The principle is simply that you need representation where you pay taxes. Since you pay property tax on your home and on your cottage, and since each municipal government functions independently from all the others, you get to have a say in each of those governments.
Cottage voters have always been a significant voice in Muskoka elections. In Georgian Bay Township, there are eight times as many seasonal residents as there are permanent residents; in Muskoka Lakes, it’s five times. In Muskoka overall, the seasonal population is one-third larger than the residential population.
With that many potential voters living outside the riding, Muskoka and Parry Sound have taken a keen interest in helping cottage owners to vote. Mail-in ballots have been around for years, but this year Muskoka and Parry Sound municipalities have switched to online electronic voting or telephone voting.

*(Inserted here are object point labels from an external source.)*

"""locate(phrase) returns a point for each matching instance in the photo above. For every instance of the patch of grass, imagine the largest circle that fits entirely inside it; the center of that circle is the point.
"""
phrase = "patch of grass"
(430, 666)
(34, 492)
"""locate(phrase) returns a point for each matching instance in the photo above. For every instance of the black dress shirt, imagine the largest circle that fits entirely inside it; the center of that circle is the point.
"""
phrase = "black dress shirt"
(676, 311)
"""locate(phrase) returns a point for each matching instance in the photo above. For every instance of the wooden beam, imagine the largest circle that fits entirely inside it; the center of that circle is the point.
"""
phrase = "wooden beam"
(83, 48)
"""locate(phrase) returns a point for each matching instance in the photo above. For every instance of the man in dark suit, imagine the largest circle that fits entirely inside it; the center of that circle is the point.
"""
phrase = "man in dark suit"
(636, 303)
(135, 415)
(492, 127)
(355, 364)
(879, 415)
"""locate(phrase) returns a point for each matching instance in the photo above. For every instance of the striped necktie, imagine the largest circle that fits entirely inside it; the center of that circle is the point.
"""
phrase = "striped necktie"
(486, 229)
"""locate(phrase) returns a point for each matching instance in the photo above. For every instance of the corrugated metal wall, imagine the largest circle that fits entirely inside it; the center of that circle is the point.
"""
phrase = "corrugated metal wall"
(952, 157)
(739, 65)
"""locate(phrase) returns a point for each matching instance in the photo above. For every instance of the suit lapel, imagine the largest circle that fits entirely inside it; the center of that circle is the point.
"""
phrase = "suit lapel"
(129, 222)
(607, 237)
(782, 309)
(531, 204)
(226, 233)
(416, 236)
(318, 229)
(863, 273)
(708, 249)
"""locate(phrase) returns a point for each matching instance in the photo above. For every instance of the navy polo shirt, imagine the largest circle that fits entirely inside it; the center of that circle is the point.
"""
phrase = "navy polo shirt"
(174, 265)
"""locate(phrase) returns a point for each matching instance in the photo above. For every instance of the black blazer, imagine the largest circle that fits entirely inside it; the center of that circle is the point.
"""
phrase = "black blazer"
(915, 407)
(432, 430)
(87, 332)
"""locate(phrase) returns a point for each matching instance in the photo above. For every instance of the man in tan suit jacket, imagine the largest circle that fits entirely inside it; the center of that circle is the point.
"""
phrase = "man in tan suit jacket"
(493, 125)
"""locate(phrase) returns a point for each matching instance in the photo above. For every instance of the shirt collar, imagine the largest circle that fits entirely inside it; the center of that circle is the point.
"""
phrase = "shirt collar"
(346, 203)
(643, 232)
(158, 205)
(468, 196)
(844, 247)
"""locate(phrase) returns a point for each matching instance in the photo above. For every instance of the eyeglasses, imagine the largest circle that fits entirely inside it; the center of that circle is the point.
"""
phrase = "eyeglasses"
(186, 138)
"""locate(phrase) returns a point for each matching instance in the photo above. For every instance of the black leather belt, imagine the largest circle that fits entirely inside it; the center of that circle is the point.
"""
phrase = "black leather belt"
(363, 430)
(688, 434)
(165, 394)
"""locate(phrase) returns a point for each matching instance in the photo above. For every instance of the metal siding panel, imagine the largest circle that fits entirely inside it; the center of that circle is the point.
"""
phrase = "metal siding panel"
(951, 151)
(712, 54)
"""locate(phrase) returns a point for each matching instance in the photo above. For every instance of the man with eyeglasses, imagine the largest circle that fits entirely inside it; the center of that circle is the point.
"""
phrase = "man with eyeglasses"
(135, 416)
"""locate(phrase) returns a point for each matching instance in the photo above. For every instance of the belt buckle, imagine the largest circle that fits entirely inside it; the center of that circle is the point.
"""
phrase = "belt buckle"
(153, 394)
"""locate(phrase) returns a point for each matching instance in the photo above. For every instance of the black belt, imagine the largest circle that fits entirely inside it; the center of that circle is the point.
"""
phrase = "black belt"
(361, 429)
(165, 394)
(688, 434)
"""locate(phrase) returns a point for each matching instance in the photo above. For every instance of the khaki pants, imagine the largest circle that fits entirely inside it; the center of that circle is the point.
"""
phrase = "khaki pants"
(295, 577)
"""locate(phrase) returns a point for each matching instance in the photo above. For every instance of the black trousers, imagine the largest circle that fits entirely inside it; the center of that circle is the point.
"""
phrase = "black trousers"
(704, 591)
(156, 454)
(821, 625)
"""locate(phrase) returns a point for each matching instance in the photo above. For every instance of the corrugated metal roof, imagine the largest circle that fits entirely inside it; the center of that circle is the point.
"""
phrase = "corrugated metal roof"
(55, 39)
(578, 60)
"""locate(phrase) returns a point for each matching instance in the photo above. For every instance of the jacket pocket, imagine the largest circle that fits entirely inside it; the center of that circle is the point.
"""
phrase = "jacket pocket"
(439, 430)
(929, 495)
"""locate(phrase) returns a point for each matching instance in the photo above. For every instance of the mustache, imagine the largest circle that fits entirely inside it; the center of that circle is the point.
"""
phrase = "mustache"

The election takes place province-wide on October 22, but online and telephone voting begin after Thanksgiving.
Not everyone at the cottage gets to vote, even if they’re over 18. Only the owner of the cottage and their spouse will be on the voters’ list – if anyone else at the cottage wants to cast a vote, they would need to declare the cottage as their principal residence.
If you’re on the voters’ list, you should have received a voting package in the mail by now. If you haven’t, contact your municipality.
Who am I voting for?
In Muskoka, there are two levels of councillor. The Town or Township councillor represents your ward at Township or Town meetings.
Each of the six municipalities also has District councillors, who represent their entire municipality at meetings of the District council (there are four District councillors from each municipality, other than Lake of Bays and Georgian Bay who only have three each). There are also mayors of each municipality, who are elected separately. The mayors also sit on District Council.
Muskoka residents were also going to be able to vote for the position of District Chair, the person who chairs the meetings of the District Council and serves as the CEO of the District. But that election was cancelled by the new Ontario government, in the same bill that reshaped Toronto council. Instead, as for many years past, the District Chair will be chosen from the community by the members of Muskoka District Council, who will cast their votes at their first meeting.
In addition, voters will be choosing the school board trustees for whichever board they are affiliated with (public, Catholic, French or English).